Andrew shares the thinking and practices of Parse.ly’s fully distributed team, looking at the history underlying his way of managing the firm, the role of face-to-face communication, and how to work day-to-day in a distributed environment. It’s a good case study, conveying some great ideas.
Here’s the piece about the importance / role / benefits of face-to-face communication:
The biggest thing missing from fully distributed teams is true face-to-face communication. There are a lot of subjective qualities to this kind of communication — such as body language — that cause the brain to react slightly differently than other forms, such as written or even video conference. Having a face-to-face “kick-off” meeting among team members is critical to make the distributed team work smoothly. Not only does this humanize the relationships between team members in a way that audio/video simply doesn’t (seemingly for a lack of verisimilitude), but it also encourages some friendship and bonding relationships to form that are a bit tougher to facilitate via pure digital tools.

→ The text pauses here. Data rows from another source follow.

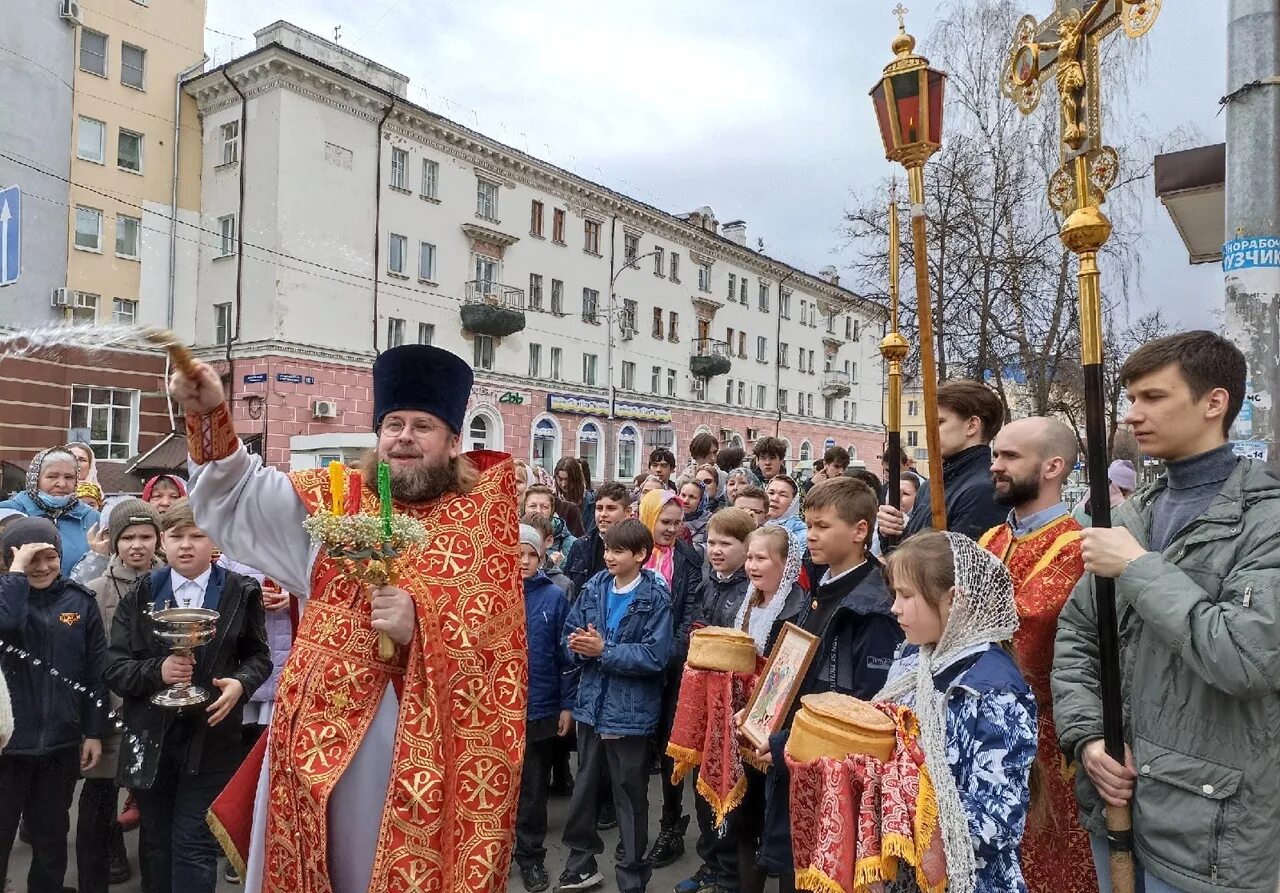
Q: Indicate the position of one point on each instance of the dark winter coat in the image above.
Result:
(62, 628)
(237, 650)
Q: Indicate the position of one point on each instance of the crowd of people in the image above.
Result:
(987, 631)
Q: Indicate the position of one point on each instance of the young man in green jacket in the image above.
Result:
(1196, 558)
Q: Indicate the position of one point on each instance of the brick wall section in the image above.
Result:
(36, 395)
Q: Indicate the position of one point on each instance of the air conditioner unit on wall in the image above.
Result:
(69, 10)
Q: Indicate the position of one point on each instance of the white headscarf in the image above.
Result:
(763, 617)
(982, 613)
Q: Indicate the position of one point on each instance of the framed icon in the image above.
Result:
(778, 683)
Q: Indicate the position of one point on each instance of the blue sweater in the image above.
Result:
(552, 677)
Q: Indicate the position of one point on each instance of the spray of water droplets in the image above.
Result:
(113, 715)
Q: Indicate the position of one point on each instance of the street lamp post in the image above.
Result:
(909, 109)
(627, 264)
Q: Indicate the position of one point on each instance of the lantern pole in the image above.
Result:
(912, 133)
(895, 349)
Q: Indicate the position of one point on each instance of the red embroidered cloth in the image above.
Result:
(704, 736)
(854, 820)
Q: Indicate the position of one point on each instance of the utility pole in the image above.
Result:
(1251, 257)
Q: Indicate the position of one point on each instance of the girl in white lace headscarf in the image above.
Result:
(760, 609)
(955, 603)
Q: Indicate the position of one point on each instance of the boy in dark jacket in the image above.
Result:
(53, 649)
(618, 632)
(552, 687)
(179, 760)
(849, 610)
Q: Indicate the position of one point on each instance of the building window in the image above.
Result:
(128, 151)
(629, 442)
(590, 305)
(483, 352)
(227, 236)
(124, 311)
(91, 140)
(127, 236)
(88, 228)
(231, 142)
(133, 65)
(545, 444)
(92, 53)
(704, 278)
(535, 291)
(487, 200)
(397, 247)
(426, 261)
(223, 324)
(430, 179)
(85, 307)
(110, 417)
(394, 331)
(400, 169)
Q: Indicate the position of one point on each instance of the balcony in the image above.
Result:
(492, 308)
(836, 385)
(711, 358)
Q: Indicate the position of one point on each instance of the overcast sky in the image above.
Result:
(755, 108)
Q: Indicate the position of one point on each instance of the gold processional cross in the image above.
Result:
(1066, 46)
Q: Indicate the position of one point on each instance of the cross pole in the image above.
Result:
(1066, 46)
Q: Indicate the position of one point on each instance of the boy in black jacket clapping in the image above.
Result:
(51, 656)
(179, 760)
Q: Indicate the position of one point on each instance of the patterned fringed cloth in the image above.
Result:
(853, 820)
(704, 736)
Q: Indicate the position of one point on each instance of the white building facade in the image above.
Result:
(339, 219)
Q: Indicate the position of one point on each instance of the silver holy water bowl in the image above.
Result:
(183, 630)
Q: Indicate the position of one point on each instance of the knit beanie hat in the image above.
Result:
(128, 513)
(531, 537)
(28, 530)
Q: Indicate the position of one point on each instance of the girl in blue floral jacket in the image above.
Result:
(955, 604)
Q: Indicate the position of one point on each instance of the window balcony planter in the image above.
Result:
(711, 358)
(492, 308)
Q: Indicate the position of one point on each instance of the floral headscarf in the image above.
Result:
(662, 559)
(50, 505)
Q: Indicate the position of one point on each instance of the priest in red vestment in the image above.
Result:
(1041, 546)
(378, 773)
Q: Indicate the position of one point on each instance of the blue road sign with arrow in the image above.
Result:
(10, 234)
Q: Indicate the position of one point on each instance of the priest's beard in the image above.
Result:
(1015, 491)
(415, 484)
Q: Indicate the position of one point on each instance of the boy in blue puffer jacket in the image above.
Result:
(552, 688)
(618, 632)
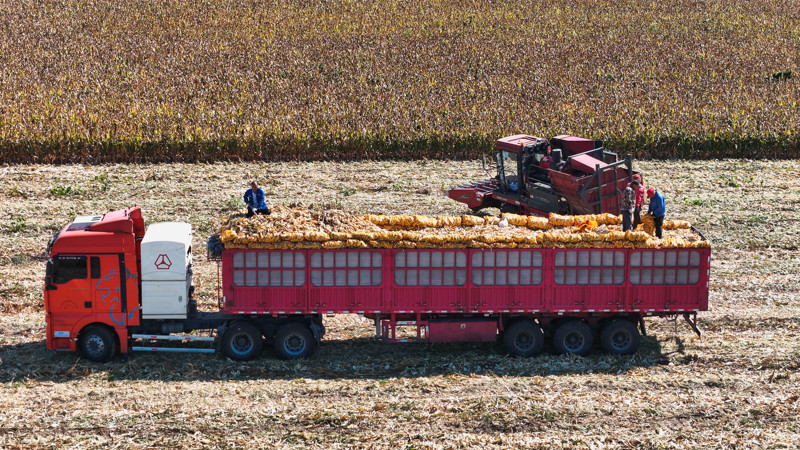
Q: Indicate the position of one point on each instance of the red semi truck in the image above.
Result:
(112, 286)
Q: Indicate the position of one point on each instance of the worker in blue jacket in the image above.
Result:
(254, 199)
(657, 208)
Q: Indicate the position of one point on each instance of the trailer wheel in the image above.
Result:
(242, 342)
(294, 341)
(523, 338)
(620, 337)
(97, 343)
(574, 337)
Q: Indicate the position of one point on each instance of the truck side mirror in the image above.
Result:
(48, 277)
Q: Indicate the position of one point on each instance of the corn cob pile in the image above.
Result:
(298, 228)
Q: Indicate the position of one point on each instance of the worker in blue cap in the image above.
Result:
(254, 199)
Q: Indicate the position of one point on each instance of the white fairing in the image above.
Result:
(166, 270)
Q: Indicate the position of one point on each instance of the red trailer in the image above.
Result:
(573, 297)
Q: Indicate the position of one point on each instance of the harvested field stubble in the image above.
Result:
(177, 80)
(737, 386)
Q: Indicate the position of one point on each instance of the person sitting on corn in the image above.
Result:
(657, 209)
(254, 199)
(637, 211)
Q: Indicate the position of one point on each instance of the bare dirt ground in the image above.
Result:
(737, 386)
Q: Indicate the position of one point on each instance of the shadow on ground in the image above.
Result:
(359, 358)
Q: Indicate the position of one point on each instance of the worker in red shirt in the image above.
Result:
(637, 210)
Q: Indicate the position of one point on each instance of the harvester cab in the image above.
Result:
(566, 175)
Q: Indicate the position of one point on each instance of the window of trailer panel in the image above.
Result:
(346, 268)
(506, 267)
(665, 267)
(269, 269)
(430, 268)
(585, 267)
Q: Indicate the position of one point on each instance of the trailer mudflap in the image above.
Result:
(691, 319)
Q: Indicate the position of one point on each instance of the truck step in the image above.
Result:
(167, 337)
(172, 349)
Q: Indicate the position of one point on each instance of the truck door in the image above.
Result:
(70, 292)
(108, 297)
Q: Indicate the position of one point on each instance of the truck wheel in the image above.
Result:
(620, 337)
(97, 343)
(523, 338)
(242, 342)
(294, 341)
(575, 337)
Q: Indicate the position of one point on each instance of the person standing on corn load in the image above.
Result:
(628, 204)
(657, 209)
(637, 210)
(254, 199)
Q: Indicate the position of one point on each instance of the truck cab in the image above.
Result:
(105, 275)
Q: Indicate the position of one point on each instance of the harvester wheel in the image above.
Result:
(524, 338)
(97, 343)
(620, 337)
(242, 342)
(575, 337)
(294, 341)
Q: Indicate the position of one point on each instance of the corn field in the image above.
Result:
(111, 81)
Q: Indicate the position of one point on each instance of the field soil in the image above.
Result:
(738, 386)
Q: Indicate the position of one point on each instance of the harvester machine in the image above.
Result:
(565, 175)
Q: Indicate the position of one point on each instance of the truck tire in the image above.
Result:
(574, 337)
(620, 337)
(523, 338)
(294, 341)
(97, 343)
(242, 342)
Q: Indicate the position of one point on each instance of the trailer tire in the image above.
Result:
(97, 343)
(523, 338)
(242, 342)
(574, 337)
(620, 337)
(294, 341)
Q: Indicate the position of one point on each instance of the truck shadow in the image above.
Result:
(357, 358)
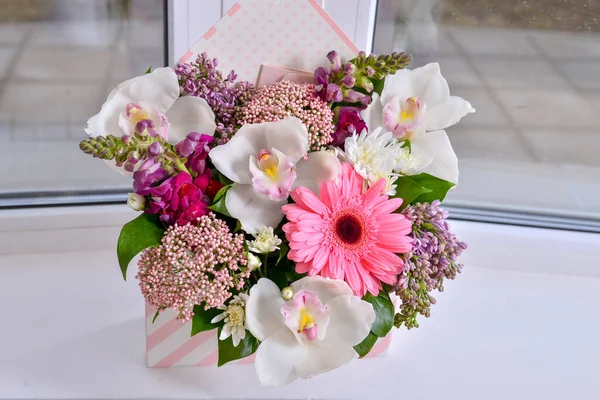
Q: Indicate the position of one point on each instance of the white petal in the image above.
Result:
(263, 310)
(373, 114)
(325, 288)
(288, 136)
(160, 87)
(430, 86)
(231, 159)
(275, 359)
(447, 113)
(253, 210)
(350, 320)
(320, 166)
(399, 84)
(436, 146)
(318, 359)
(190, 114)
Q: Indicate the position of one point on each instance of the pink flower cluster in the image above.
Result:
(195, 264)
(287, 99)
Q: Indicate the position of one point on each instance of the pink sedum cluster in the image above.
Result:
(195, 264)
(287, 99)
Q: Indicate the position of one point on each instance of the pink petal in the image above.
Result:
(302, 268)
(319, 261)
(374, 193)
(329, 193)
(315, 239)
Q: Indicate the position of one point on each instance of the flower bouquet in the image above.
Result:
(296, 220)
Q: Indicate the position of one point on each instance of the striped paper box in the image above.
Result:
(256, 32)
(168, 343)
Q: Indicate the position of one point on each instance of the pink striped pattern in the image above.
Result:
(334, 26)
(162, 333)
(185, 349)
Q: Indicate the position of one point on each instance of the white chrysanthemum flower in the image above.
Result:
(265, 242)
(410, 164)
(253, 262)
(374, 156)
(235, 319)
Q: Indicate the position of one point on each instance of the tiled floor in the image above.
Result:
(533, 142)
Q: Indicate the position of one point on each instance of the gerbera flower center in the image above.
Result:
(350, 228)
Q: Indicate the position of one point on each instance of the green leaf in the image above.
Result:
(219, 202)
(283, 250)
(201, 319)
(364, 347)
(438, 188)
(378, 85)
(227, 352)
(408, 190)
(143, 232)
(384, 309)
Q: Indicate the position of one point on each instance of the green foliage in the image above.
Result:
(143, 232)
(438, 188)
(384, 309)
(228, 352)
(201, 319)
(364, 347)
(218, 204)
(409, 190)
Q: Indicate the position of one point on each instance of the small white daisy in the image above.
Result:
(234, 315)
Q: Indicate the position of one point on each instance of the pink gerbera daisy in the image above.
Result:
(348, 233)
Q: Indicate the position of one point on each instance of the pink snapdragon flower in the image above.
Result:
(348, 233)
(181, 199)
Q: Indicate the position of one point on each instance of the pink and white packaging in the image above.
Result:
(264, 41)
(169, 344)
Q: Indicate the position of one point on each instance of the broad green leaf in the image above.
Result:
(408, 190)
(384, 309)
(201, 319)
(438, 188)
(364, 347)
(143, 232)
(227, 352)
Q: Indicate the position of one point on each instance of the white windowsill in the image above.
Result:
(515, 324)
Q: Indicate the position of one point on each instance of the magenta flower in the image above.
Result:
(180, 199)
(349, 123)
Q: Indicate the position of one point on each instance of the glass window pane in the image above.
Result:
(58, 61)
(532, 71)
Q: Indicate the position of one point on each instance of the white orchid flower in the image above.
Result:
(150, 103)
(311, 333)
(416, 105)
(266, 162)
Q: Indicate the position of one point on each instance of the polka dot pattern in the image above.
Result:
(292, 34)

At Parse.ly, we have held several team retreats since our founding. We cook together, drink together, play poker, and hold competitions. We also have intense brainstorming sessions and even do a little free-form programming and hacking with one another. I call it a “workcation” because though everyone is working, everyone is also very relaxed and we try to pick backdrop environments that are vacation-like.
The retreats also engender a sense of empathy among team members. For example, they learn each other’s favorite sports teams, discuss books they’ve read recently, or share favorite productivity tips. These are details that come up more rarely in our “virtual office” because of the lack of idle moments — elevator rides, walks to lunch, etc. — that tend to occupy this role in co-located teams.